Propriété : règle de Hund

Au sein d’une même sous-couche, la configuration fondamentale est obtenue en maxi-


misant le nombre d’électrons de même nombre magnétique de spin m s , les spins étant
parallèles.

7 Remarques :
• On se moque du sens des spins. Ce qui importe est qu’ils soient de même sens.
• Quand deux électrons ne sont pas dans la même orbitale atomique, on dit qu’ils sont désap-
pariés ou célibataires. Sinon, ils sont dits appariés.

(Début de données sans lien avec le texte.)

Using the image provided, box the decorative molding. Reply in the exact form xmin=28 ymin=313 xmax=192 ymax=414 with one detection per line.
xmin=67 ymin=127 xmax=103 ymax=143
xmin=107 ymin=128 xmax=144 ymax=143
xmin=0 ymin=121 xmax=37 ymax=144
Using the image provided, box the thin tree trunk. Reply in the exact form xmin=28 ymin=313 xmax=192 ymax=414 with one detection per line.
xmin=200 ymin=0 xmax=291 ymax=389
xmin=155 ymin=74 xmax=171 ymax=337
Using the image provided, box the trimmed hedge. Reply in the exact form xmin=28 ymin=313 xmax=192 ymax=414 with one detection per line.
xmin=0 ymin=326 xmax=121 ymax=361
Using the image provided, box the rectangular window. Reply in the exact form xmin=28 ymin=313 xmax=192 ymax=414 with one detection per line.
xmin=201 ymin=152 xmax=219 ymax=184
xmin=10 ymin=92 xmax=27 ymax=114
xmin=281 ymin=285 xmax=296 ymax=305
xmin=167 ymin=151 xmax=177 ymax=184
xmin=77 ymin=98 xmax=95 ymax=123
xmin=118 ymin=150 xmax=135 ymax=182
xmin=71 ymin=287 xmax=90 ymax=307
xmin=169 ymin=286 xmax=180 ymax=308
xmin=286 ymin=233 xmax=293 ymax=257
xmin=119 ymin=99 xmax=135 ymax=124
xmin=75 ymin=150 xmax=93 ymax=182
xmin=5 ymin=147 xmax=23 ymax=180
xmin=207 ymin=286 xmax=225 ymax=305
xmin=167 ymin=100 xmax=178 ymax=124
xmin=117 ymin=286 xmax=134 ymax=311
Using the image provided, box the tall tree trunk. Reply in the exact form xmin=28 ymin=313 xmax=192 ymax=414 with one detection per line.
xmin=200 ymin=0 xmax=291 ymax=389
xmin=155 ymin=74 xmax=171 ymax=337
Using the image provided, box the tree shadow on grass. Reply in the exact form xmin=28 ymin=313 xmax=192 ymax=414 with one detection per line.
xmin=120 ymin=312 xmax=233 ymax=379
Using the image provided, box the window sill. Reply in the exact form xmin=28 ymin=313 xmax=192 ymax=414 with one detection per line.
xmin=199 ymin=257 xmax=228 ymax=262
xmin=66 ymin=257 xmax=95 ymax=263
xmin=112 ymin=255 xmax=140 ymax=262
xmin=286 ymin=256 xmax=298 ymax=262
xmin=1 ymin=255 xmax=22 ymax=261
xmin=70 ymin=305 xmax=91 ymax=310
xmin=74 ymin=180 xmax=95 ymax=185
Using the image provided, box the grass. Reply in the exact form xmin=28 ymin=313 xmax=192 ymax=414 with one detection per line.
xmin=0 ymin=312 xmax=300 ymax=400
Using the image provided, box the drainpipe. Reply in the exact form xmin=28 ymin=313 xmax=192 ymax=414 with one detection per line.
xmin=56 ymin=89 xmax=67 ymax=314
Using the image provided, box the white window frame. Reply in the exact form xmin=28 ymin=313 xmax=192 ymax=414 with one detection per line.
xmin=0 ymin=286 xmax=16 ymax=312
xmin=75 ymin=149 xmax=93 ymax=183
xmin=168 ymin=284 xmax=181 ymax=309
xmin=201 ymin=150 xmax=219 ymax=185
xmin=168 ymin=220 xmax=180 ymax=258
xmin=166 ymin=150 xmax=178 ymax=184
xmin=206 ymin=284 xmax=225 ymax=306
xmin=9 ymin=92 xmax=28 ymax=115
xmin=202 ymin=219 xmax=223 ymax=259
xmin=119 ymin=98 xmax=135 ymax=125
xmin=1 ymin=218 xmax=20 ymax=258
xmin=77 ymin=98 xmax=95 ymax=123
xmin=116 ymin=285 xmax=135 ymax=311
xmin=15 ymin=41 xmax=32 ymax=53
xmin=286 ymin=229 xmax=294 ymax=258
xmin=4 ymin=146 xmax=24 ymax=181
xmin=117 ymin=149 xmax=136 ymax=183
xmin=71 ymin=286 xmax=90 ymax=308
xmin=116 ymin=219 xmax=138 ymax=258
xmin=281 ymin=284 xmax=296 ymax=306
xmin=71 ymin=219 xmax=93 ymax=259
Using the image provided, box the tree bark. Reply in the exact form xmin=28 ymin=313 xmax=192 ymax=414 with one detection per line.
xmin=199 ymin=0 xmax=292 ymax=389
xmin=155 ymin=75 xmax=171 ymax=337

III.2.b Électrons de cœur, électrons de valence

Tous les électrons ne sont pas mis en jeu dans la réactivité chimique d’un atome. Seuls sont
impliqués les électrons les plus loins du noyau c’est-à-dire ceux qui sont les moins retenus par le
noyau (car loin de la charge positive) et donc les plus hauts en énergie. Ils sont appelés électrons de
valence.

Définition : électrons de valence et de cœur

Les électrons de valence sont les électrons de nombre quantique n le plus élevé et les
électrons qui appartiennent à des sous-couches incomplètes de n inférieur.
Tous les autres électrons sont appelés électrons de cœur.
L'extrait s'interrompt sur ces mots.